Ни о Багратіонѣ, которому былъ восторженно преданъ, ни о самомъ Ермоловѣ, своемъ другѣ и родственникѣ, Д. В. не скажетъ фразы похожей на офиціальную оду,-- онъ ясно видитъ нѣкоторые недостатки того и другого, твердо зная, что нѣтъ картины безъ тѣней, и что герой безусловный годится лишь въ Державинскую оду. Съ другой стороны Давыдовъ видитъ свѣтлыя стороны и въ недругахъ своихъ по службѣ, и въ недругахъ своихъ на полѣ брани. Въ то самое время, когда, но офиціальному тону,-- всякій народъ, воевавшій съ русскими, звался врагомъ презрѣннымъ и злодѣемъ достойнымъ ада, Денисъ Васильевичъ открыто писалъ о томъ, что уважаетъ храбрость французскаго солдата, и стойкаго шведскаго стрѣлка считаетъ благороднѣйшимъ воиномъ.
Нужно ли говорить о томъ, какъ было ново это неодностороннее разумѣніе людей и событій, какую жизненность сообщало оно всему выходившему изъ-подъ пера Давыдова, и какъ рѣзко отличалось оно отъ стараго тона военныхъ статей, для которыхъ образцомъ съ одной стороны служилъ приторный панегирикъ пѣвца во станѣ русскихъ воиновъ, а съ другой вялыя, недобросовѣстныя книги, похвальбѣ которыхъ никто не вѣрилъ, никто не желалъ вѣрить?
Всѣ люди, цѣнящіе правду, должны чтить Дениса Давыдова, какъ разрушителя и оппонента нашей старой военной литературы съ ея хвастливой и оффиціяльной безцвѣтностью.
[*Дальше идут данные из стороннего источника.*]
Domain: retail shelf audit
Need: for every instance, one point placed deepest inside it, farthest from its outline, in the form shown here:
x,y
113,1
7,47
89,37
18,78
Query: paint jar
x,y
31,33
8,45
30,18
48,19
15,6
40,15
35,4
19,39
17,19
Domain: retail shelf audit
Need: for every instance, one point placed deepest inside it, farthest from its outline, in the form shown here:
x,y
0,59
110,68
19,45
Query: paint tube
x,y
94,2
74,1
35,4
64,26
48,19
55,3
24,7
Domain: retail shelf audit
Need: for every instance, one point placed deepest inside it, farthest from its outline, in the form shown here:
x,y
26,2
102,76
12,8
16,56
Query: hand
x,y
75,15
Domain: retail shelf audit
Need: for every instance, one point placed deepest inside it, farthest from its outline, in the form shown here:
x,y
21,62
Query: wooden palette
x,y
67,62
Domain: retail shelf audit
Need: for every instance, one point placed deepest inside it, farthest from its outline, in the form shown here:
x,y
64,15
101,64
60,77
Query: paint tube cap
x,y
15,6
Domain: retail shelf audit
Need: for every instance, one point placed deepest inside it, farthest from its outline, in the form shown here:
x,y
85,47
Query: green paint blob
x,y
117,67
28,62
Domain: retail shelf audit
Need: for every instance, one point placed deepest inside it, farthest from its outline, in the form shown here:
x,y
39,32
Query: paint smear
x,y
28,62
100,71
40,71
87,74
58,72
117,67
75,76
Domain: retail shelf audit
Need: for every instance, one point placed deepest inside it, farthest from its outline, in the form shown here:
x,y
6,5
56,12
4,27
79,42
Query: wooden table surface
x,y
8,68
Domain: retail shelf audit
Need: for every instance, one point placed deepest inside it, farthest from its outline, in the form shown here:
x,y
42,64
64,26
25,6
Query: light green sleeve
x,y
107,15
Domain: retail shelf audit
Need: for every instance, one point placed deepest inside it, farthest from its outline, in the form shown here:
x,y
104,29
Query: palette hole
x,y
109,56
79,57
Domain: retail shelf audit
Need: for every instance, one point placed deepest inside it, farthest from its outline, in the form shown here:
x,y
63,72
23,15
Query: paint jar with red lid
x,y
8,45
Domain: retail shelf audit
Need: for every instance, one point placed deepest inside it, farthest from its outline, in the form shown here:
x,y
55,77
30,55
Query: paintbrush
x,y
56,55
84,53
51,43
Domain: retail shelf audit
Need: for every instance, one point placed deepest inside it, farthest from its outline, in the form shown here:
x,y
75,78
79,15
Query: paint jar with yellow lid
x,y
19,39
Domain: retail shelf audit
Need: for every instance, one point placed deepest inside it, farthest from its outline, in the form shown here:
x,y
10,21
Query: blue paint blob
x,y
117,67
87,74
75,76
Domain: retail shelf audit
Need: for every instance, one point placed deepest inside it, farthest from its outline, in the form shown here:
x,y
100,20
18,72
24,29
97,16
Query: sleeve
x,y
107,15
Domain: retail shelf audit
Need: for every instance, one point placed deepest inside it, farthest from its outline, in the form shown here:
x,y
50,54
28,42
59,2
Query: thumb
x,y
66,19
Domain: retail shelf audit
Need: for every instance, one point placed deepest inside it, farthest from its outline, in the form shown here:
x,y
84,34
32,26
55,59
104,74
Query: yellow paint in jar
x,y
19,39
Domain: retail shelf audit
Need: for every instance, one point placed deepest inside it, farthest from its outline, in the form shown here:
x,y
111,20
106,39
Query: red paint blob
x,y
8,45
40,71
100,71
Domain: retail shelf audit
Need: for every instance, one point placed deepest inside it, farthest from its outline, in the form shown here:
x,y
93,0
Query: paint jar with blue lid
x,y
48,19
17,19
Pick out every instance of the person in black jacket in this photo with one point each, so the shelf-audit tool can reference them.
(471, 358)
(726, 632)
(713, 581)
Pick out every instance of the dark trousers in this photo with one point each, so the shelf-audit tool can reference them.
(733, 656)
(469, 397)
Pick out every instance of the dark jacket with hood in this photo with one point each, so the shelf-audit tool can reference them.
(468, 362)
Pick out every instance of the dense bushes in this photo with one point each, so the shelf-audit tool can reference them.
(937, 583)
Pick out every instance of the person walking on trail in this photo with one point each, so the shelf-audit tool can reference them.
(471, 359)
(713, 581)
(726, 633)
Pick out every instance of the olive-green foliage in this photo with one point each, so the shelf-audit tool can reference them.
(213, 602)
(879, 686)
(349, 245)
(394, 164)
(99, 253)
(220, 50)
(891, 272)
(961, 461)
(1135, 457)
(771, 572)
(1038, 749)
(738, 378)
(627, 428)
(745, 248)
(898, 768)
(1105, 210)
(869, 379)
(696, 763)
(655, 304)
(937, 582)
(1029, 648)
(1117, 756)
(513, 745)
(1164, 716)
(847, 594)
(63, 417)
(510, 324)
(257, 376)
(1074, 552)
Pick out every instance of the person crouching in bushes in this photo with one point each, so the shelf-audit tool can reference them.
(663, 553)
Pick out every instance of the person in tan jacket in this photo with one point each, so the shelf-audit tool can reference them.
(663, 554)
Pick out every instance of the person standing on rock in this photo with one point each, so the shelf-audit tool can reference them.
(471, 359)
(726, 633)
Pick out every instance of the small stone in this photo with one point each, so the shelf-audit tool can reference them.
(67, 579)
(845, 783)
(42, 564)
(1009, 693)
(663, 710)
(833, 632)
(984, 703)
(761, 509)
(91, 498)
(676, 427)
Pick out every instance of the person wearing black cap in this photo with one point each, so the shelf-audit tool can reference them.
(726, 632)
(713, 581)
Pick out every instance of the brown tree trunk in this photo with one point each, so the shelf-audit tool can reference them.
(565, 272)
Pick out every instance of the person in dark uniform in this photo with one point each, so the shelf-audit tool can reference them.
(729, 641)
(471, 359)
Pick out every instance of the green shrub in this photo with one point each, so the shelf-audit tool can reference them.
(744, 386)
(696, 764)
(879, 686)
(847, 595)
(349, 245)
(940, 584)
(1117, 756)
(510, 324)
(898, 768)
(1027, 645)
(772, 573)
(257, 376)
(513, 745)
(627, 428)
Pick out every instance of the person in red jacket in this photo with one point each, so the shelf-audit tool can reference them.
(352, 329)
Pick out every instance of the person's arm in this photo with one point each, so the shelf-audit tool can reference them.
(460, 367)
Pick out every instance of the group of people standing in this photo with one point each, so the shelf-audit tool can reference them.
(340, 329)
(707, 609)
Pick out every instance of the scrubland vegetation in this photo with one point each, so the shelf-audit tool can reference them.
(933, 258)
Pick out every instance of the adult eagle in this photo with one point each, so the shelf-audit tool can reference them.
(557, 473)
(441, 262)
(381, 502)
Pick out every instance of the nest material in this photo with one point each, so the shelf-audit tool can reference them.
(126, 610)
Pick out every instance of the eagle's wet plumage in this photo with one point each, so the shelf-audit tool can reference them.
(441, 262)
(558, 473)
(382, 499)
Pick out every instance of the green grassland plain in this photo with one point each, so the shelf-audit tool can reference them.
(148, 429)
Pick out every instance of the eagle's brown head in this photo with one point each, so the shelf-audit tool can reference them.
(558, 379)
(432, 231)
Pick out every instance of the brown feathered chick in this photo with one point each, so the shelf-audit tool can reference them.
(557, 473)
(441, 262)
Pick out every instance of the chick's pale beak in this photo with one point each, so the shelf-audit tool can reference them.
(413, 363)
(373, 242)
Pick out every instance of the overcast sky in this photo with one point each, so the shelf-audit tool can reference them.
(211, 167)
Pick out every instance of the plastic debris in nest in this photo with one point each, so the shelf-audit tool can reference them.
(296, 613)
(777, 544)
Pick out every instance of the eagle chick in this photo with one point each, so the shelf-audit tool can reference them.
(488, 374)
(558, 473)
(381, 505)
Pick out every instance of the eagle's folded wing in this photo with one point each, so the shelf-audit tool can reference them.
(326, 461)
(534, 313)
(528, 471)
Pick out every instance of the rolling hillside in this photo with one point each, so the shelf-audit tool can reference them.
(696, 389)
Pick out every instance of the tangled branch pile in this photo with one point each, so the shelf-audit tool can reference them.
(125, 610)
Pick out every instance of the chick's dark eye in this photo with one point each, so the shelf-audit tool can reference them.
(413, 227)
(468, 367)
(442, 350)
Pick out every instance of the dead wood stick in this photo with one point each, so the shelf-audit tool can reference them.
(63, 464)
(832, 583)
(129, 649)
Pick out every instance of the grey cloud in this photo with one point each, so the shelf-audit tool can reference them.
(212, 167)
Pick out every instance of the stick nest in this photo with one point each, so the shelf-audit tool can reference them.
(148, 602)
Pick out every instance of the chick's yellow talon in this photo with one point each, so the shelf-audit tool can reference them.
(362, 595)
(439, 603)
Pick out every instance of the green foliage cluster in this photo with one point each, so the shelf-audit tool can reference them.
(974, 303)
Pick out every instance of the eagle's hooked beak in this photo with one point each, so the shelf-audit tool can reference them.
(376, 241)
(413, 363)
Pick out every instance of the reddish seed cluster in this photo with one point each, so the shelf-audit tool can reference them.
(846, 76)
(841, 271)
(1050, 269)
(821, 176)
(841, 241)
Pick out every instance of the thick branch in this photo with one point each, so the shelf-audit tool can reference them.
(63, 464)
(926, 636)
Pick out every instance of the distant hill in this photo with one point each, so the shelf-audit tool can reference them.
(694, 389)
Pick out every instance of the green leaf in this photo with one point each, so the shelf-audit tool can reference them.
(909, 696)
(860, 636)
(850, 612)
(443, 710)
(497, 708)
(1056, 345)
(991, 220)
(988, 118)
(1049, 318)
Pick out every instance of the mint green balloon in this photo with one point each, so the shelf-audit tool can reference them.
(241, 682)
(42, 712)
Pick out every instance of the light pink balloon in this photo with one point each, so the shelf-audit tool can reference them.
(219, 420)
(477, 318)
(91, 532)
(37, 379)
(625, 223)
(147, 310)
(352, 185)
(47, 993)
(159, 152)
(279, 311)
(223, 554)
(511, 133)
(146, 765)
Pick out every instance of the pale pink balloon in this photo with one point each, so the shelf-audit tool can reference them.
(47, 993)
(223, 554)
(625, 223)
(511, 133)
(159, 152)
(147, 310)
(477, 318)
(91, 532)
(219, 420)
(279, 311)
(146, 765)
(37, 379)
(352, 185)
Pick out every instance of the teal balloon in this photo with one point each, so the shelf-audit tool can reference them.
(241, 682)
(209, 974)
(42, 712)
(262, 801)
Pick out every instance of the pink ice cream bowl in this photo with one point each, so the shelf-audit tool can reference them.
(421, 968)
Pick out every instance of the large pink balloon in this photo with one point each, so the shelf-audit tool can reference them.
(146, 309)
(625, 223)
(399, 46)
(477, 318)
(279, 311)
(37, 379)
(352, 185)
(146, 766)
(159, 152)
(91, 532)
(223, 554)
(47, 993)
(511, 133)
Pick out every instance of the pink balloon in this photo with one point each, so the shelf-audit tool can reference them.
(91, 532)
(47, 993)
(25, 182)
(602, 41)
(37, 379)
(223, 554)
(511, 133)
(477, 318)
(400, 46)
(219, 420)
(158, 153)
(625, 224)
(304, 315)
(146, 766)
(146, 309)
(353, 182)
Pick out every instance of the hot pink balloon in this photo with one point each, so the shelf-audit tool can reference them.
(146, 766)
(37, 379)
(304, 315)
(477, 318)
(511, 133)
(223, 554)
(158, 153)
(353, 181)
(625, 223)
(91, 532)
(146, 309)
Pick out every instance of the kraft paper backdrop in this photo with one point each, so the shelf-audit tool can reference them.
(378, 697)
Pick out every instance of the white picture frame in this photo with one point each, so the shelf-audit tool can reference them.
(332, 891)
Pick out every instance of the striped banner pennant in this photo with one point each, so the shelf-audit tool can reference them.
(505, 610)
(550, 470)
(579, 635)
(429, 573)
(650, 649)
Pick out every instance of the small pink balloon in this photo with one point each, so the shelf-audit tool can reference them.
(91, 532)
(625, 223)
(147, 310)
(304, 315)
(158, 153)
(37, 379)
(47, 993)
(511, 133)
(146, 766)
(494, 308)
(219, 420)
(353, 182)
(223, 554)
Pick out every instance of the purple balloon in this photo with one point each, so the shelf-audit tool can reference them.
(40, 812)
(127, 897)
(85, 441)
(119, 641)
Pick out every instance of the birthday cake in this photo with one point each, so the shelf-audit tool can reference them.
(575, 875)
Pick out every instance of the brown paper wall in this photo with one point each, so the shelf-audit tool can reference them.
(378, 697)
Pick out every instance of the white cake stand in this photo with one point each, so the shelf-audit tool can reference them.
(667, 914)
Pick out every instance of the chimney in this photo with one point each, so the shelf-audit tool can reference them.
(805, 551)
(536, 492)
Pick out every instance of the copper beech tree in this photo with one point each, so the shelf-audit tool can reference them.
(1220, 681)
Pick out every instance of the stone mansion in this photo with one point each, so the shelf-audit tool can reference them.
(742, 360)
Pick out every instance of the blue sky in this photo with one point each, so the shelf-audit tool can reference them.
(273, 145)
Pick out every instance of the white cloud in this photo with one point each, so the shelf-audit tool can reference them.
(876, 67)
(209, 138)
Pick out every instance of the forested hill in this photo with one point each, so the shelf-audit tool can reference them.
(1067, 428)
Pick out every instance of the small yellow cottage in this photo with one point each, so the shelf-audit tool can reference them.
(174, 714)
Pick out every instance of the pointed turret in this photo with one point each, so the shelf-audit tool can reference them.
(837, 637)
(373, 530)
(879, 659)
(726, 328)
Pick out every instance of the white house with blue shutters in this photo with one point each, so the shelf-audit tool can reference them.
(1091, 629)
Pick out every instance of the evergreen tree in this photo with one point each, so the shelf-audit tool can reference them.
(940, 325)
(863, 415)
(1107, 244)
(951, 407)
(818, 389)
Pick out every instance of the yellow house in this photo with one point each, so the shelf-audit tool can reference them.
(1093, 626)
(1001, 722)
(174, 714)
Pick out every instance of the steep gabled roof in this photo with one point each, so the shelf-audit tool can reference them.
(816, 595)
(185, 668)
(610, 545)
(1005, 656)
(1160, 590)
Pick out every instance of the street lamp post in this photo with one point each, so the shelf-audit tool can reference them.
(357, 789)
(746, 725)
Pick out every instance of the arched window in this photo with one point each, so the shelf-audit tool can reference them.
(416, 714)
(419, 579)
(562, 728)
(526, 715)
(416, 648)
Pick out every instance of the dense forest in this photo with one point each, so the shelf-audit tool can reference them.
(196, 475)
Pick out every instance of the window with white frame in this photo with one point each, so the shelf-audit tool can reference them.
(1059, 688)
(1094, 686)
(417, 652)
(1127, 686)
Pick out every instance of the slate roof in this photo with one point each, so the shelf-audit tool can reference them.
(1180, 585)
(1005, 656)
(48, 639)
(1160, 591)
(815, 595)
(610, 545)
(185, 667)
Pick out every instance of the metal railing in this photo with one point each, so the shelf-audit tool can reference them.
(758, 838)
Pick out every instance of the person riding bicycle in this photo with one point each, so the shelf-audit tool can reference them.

Вредъ, нанесенный ею, былъ чрезвычайно великъ и до сихъ поръ еще не оцѣненъ достаточно. Благодаря панегирикамъ, униженію врага, скрытію своихъ неудачъ и ошибокъ, придирчивости лицъ и корпорацій, славнѣйшіе періоды нашей военной исторіи улетучились безъ слѣда, и величайшій изъ нихъ, кампанія 1812 года, не переданъ потомству во всей его характеристичности. Военные историки и военные анекдотисты рисовали намъ рядъ китайскихъ картинъ безъ тѣней, и теперь, когда настало иное время, когда всякій созналъ, что картина, безъ тѣней не есть картина, слишкомъ поздно ее перерисовывать -- документы исчезли и послѣдніе очевидцы славнаго времени сходятъ со сцены. Между панегиристами и безцвѣтными военными писателями Денисъ Давыдовъ стоитъ одинъ, во всей силѣ живого человѣка, Онъ не закопалъ своего таланта, не подчинилъ его причудамъ придирчивыхъ лицъ, и всякая его статья была упрекомъ безцвѣтной военной литературы стараго времени. Мы знаемъ изъ достовѣрныхъ источниковъ, какъ дорого доставалась Д. В. самая малая статейка изъ его воспоминаній. Она по годамъ лежала безъ напечатанія, ее въ рукописи читали и марали лица, о которыхъ въ ней говорилось, изъ нея высасывали кровь и когда наконецъ, ослабленная, она являлась въ печати, начальство сердилось, и сослуживцы пѣняли Давыдову за то, что онъ посягаетъ на ихъ славу. Но такова была живучесть стараго гусара, что, даже при этихъ неблагопріятныхъ условіяхъ, его статьи читались съ жадностью, заимствовались самимъ генераломъ Данилевскимъ, и мало по малу выказывали (чрезъ примѣръ и сравненіе) полную несостоятельность всѣхъ панегиристовъ по части военной исторіи.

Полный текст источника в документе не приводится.